Clone Contigs can be built on chromosome walking, but the path is difficult:
The easiest way to build an overlapping series of DNA fragments is to start with a single
strand from the library, identify the second clone inserted in the first clone, and identify
the third fragment that extends over the second column, and so on.
This is the basis of chromosome movement/walking, which was the first method
designed for the assembly of clone contigs.
Chromosome walking was initially used to travel short distances through DNA
molecules, using Clone-based libraries made of λ or cosmid vectors.
The most straightforward method is to use DNA insertion from the original Clone as a
purification method to evaluate all other clones in the library. Clone-embedded clones
provide excellent integration signals, and entries can serve as new ways to keep moving.
After sequencing the individual cloned fragments, the next problem is to identify the
overlapping regions among the clones.
As described above for closing the gaps left after shotgun sequencing, hybridization and
PCR methods are used to identify the overlapping fragments.
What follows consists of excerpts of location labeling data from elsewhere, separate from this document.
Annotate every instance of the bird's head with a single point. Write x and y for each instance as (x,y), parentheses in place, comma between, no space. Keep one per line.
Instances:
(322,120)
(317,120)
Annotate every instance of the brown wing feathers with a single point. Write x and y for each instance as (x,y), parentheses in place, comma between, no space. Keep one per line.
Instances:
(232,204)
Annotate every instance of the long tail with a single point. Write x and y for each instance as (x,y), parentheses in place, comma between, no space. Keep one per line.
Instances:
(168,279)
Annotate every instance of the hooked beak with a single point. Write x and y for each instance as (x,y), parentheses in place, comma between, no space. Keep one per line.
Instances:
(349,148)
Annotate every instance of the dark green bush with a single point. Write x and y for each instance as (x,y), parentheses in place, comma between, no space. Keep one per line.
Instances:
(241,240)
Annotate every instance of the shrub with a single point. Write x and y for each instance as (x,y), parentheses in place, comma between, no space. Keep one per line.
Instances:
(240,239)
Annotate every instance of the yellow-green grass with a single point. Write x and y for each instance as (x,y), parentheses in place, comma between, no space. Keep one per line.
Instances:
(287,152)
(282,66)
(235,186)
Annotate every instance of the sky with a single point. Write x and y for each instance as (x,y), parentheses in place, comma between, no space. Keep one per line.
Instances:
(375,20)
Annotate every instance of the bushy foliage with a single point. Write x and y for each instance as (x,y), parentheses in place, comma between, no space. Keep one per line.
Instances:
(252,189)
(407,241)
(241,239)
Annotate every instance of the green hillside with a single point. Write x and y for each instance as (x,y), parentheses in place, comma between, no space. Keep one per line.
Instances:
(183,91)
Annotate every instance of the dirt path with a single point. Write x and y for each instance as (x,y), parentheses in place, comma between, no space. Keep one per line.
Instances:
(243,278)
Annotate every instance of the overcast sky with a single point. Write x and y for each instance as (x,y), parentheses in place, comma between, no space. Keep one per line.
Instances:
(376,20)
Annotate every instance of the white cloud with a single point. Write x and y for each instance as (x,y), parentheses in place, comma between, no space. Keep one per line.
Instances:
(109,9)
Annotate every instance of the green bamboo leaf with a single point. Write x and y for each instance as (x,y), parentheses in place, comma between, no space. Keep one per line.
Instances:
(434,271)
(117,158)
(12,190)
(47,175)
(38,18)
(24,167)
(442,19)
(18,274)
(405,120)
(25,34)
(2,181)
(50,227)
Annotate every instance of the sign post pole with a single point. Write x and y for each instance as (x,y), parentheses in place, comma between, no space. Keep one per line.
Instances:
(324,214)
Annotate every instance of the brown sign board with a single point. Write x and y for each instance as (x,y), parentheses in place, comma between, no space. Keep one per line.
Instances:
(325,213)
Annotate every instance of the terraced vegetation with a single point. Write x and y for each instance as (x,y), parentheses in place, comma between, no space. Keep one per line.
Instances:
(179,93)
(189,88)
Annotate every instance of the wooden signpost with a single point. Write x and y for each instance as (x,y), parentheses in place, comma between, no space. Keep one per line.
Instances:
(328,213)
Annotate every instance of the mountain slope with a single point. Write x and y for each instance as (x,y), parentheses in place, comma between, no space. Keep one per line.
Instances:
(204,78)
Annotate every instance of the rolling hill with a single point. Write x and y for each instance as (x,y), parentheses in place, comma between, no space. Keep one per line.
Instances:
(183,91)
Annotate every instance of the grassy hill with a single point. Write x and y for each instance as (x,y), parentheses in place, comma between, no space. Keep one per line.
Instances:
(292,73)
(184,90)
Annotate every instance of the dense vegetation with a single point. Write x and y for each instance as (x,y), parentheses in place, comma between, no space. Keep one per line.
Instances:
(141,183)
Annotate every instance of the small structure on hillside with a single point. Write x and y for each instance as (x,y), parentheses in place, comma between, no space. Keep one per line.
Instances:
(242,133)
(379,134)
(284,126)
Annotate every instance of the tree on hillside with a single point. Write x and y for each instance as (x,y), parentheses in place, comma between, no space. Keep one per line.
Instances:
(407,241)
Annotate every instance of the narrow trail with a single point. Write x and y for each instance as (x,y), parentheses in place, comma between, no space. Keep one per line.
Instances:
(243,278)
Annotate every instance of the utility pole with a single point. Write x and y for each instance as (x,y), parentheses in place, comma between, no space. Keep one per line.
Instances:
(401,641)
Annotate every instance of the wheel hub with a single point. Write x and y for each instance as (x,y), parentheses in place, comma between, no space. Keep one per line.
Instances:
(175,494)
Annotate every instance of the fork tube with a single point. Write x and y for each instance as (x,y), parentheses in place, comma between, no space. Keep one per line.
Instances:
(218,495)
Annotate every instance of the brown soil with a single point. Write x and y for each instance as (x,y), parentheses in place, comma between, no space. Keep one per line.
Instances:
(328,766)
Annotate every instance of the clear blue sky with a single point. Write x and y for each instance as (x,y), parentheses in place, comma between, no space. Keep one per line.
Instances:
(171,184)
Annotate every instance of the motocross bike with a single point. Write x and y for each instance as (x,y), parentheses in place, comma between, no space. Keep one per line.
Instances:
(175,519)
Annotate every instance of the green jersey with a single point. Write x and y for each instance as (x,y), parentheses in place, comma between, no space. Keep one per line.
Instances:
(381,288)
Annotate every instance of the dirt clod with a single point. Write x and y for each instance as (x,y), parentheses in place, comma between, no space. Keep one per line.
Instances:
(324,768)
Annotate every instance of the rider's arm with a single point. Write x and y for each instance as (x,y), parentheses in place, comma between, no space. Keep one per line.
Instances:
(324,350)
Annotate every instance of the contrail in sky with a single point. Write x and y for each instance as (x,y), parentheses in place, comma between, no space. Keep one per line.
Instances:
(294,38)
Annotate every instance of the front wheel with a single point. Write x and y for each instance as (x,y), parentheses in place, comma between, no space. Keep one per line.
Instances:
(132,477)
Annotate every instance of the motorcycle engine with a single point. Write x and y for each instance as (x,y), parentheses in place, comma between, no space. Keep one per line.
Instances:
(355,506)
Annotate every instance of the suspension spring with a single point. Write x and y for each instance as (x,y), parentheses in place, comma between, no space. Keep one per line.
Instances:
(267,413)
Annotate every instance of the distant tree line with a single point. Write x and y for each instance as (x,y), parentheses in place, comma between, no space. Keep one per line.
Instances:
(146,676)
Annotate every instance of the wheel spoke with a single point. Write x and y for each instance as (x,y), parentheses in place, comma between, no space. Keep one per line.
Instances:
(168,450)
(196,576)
Other methods include screening the cloned contigs for similarities in restriction profiles
and repetitive elements.
However, comparing large numbers of clones by such methods is slow and tedious when
tackling very large genomes.
The human genome of 3×109 bp would give 10,000 cloned fragments of 300,000 bp (the
maximum size for BAC/YAC inserts)—even without the 6- to 8-fold redundancy
necessary to ensure complete coverage.
⦁ STS content mapping: It is particularly useful because it can result in a clone contig
that is anchored onto a physical map of STS locations. PCRs directed at individuals' STSs
are carried out with each member of a clone library. Presuming the STS is single copy in
the genome, then all clones that give PCR products must contain overlapping inserts.